We also wrote letters recently to ministers calling for the Carbon Trust, the EHRC and Consumer Focus to be abolished. The Carbon Trust does not count as quango according to the Government but we will still pursue its abolition. According to today’s report the EHRC will be drastically reformed – we await more details on this. Consumer Focus, however, will no longer be an NDPB, which is great news.

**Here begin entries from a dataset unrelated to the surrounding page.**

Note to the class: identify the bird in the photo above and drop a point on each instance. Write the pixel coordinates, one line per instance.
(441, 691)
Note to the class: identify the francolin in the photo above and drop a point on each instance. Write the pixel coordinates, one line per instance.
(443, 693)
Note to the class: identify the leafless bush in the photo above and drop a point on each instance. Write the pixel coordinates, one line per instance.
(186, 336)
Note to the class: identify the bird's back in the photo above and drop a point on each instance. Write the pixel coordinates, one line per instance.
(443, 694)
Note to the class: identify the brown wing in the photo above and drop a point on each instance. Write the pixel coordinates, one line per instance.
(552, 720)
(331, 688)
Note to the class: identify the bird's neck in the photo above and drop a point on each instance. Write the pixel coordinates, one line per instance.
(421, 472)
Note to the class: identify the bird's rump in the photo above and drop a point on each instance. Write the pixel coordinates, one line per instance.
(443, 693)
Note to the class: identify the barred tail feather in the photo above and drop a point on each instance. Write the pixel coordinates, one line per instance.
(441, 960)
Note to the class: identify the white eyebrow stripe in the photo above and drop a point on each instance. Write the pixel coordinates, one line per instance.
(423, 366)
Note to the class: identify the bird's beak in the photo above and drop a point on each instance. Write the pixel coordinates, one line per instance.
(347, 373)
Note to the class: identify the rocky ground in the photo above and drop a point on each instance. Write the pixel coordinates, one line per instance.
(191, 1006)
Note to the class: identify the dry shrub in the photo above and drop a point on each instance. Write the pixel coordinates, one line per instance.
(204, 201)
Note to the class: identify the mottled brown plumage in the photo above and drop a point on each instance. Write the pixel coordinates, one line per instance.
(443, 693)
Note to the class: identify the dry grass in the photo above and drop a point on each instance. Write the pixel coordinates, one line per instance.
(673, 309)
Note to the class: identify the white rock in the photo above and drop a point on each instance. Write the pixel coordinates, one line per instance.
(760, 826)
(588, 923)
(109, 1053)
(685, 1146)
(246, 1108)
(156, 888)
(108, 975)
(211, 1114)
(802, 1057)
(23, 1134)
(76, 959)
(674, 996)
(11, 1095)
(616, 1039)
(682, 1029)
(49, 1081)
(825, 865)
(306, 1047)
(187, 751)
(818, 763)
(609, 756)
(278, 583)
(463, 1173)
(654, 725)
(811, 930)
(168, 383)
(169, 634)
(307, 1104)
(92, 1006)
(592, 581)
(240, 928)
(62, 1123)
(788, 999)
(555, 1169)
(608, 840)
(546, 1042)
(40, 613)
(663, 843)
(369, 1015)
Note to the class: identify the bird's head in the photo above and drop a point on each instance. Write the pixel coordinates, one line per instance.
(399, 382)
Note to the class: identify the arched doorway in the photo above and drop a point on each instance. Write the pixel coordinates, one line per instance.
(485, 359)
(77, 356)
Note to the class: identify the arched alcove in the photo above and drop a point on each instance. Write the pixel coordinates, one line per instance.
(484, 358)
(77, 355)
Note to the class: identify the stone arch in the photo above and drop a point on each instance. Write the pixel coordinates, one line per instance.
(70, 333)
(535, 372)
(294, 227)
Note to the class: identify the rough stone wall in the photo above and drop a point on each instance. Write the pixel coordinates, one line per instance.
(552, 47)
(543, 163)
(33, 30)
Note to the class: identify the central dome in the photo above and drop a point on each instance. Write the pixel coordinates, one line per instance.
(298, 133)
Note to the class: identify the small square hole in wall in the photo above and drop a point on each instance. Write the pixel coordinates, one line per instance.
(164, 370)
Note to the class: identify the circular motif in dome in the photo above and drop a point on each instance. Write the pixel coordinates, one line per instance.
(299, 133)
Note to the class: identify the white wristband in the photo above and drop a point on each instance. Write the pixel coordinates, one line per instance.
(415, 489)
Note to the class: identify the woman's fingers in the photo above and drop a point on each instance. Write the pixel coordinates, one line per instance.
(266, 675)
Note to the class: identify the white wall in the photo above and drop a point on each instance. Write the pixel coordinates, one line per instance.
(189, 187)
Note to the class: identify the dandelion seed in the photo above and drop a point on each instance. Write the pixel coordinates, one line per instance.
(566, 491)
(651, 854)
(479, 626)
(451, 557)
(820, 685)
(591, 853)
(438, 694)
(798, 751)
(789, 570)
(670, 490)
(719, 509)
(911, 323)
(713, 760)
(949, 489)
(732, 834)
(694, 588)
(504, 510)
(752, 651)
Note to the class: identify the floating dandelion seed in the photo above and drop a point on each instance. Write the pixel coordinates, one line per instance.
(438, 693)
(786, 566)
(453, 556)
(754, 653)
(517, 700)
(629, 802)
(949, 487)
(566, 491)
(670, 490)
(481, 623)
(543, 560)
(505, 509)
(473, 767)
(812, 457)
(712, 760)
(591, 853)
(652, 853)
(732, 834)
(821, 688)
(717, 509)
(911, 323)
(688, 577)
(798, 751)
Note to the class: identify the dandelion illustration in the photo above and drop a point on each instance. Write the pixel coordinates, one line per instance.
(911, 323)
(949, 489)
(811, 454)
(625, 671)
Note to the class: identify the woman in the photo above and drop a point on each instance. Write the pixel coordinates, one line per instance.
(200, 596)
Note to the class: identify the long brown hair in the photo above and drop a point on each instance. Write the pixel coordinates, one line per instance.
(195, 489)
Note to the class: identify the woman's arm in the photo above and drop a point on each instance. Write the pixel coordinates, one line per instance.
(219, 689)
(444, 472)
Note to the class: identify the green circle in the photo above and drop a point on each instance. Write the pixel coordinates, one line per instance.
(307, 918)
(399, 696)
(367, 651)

There are also many bodies “under consideration” that we have called for scrapping:
- Office for Fair Access
- Commission for Architecture and the Built Environment
- National College for School Leadership
- Office for the Children’s Commissioner
We still await full details, as extensive as the Cabinet Office’s list is. There are mentions of functions being transferred but not always to where and nothing of how many of the legacy authority’s staff will go with them. As Fiona McEvoy said this morning on the BBC Breakfast sofa, there are some huge questions to answer about what the state should and shouldn’t be doing. There have been numerous speculations on potential savings and indeed costs of scrapping certain bodies but this kind of issue is just as important for taxpayers in the long-term.

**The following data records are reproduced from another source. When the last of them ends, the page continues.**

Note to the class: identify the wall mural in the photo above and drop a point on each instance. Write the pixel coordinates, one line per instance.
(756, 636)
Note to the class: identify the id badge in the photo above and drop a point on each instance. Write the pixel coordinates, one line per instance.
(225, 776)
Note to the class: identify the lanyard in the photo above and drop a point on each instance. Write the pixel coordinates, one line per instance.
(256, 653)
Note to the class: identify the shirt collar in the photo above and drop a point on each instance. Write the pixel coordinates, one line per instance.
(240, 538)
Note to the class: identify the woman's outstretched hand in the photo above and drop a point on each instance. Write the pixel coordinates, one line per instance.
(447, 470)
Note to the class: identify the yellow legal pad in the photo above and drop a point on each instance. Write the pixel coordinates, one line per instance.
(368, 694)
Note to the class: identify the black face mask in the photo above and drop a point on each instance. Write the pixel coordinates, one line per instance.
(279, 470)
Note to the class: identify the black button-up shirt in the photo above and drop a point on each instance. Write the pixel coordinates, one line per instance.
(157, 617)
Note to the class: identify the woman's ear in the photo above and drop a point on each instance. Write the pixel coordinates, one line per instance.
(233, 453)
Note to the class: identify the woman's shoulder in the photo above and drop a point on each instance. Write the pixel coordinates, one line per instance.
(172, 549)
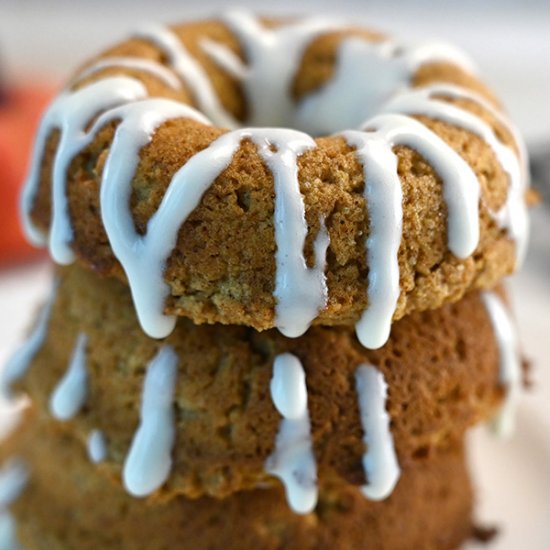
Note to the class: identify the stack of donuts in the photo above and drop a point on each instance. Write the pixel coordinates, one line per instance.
(257, 336)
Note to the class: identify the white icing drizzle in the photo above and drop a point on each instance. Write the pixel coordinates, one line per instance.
(380, 460)
(421, 101)
(8, 536)
(147, 65)
(277, 51)
(13, 478)
(71, 391)
(374, 148)
(20, 362)
(293, 461)
(97, 446)
(300, 292)
(143, 257)
(70, 113)
(460, 185)
(149, 461)
(353, 94)
(190, 71)
(384, 198)
(510, 362)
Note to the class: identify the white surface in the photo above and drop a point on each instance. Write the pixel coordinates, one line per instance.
(509, 40)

Equally, scrapping a body can save money elsewhere and this has to be considered. A proliferation of bureaucracy inevitably breeds more bureaucracy: the Audit Commission cost councils millions of pounds in compliance. Star ratings and red or green flags mattered little to the taxpayers who paid for them.
All in all, it’s an encouraging start and it’s also great to see many of our recommendations taken up.
But we’ll keep a close eye on further details as and when they arrive.